10. Chest-Supported Row
Most rowing exercises put at least a little stress on your lower back. This one is different because you’ll be fully supported by a bench, leaving you free to focus on working your lats, traps, etc. You can do this exercise using a barbell, dumbbells, or kettlebells.
How to do it:
- Place a flat bench on blocks or stacked weight plates, making sure it’s stable. Lie face down on the bench with your arms hanging straight down. Hold your barbell or dumbbells. Pull your shoulders down and back.
- Bend your arms and, leading with your elbows and keeping your wrists straight, pull the weight up to the side of your chest.

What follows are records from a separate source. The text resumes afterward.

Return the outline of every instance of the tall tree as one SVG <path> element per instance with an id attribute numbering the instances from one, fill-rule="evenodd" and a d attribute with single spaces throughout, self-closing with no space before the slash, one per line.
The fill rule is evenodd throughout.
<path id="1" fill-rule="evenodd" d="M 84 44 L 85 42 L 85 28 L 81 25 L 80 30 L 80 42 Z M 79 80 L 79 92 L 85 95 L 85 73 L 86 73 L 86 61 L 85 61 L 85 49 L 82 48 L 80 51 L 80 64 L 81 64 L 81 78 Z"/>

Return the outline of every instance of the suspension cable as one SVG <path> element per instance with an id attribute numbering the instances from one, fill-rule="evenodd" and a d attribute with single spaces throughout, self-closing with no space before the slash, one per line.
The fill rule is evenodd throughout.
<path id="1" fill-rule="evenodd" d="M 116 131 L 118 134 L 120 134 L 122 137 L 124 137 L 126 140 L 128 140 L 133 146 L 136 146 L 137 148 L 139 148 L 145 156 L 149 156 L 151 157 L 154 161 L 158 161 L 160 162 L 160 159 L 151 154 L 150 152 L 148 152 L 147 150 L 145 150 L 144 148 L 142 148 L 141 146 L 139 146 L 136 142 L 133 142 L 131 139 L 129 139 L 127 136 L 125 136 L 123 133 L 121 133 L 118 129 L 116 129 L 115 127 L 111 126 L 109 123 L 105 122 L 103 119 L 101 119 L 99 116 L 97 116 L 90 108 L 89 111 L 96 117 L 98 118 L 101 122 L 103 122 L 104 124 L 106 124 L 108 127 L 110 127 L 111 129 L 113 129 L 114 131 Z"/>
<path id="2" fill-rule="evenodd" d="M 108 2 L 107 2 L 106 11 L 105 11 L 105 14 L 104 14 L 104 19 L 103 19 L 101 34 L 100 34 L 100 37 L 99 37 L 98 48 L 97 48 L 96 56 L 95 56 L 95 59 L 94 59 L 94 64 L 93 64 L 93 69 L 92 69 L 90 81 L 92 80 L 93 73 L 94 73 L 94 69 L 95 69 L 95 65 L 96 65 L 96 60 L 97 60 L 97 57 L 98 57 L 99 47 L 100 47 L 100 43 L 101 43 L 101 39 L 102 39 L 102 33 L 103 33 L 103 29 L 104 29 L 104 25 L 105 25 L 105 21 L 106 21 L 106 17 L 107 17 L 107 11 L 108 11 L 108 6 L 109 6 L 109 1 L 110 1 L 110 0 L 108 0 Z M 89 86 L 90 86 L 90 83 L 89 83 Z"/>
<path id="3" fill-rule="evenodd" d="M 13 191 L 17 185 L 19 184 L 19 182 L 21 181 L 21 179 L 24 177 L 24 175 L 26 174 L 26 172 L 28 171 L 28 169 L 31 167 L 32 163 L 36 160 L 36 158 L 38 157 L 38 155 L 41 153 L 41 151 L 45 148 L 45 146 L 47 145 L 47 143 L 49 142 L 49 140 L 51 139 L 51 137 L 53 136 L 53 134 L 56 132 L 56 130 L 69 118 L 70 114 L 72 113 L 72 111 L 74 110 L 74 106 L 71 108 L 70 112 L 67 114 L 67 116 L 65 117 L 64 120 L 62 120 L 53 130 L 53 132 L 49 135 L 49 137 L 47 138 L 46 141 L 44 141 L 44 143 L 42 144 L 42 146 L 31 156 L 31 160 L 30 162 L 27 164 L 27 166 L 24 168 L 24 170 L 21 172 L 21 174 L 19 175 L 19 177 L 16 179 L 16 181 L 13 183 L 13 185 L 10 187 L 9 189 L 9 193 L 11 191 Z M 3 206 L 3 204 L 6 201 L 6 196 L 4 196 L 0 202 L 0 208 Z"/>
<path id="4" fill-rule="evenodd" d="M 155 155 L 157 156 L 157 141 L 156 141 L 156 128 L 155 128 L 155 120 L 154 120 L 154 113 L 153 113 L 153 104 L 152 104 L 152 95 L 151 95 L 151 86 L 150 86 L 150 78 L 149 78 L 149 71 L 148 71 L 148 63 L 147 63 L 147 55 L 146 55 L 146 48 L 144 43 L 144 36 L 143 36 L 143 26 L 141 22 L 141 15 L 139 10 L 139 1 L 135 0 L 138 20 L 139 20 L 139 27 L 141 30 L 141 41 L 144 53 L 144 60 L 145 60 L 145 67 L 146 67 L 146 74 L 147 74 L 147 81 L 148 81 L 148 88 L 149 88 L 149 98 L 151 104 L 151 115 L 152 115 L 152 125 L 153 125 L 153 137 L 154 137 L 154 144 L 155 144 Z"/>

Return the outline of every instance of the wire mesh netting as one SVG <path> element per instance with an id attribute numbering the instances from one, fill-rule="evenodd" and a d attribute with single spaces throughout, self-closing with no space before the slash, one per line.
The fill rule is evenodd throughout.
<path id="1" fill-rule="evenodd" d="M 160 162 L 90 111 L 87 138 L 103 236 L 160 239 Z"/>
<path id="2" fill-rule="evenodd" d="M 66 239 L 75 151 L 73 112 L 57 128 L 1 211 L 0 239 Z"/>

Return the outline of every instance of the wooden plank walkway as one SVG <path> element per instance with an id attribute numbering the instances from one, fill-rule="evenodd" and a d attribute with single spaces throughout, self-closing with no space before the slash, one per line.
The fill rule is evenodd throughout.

- Extend your arms and repeat.
11. Seated Cable Row
Seated cable rows are one of the most lower back-friendly unsupported rowing exercises. That said, if you use too much body English, you could still hurt your back doing them. Avoid injuries by sitting up straight, bracing your abs, and not leaning forward or backward while doing this exercise. If you DO lean forward, make sure the movement comes from your hips and not your lumbar spine.
Learn how to do seated cable rows here.
12. Face Pulls
If you use a wide grip and pull your chest up to the bar instead of your abs, inverted rows are a very effective postural exercise, as they emphasize your mid-traps, rhomboids, and posterior deltoids more than your lats.
Face pulls are an even more effective postural exercise. Use a rope handle to maximize your range of motion for an even better upper back workout.
Discover more about face pulls here.
Inverted Row Alternatives – Wrapping Up
Body rows are a great back builder, but it would be a mistake to do them all the time. Keep your workouts productive by using these twelve inverted row alternatives from time to time. Each one works the same muscles but is different enough to keep you out of those dreaded muscle-building ruts.
That’s not to say you need to give up inverted rows for good, but even a one-month break will mean that, when you add them back into your workouts, they’ll be productive again.
Remember, for building muscle, variety is just as important as the weights you left and the rep range you use (1).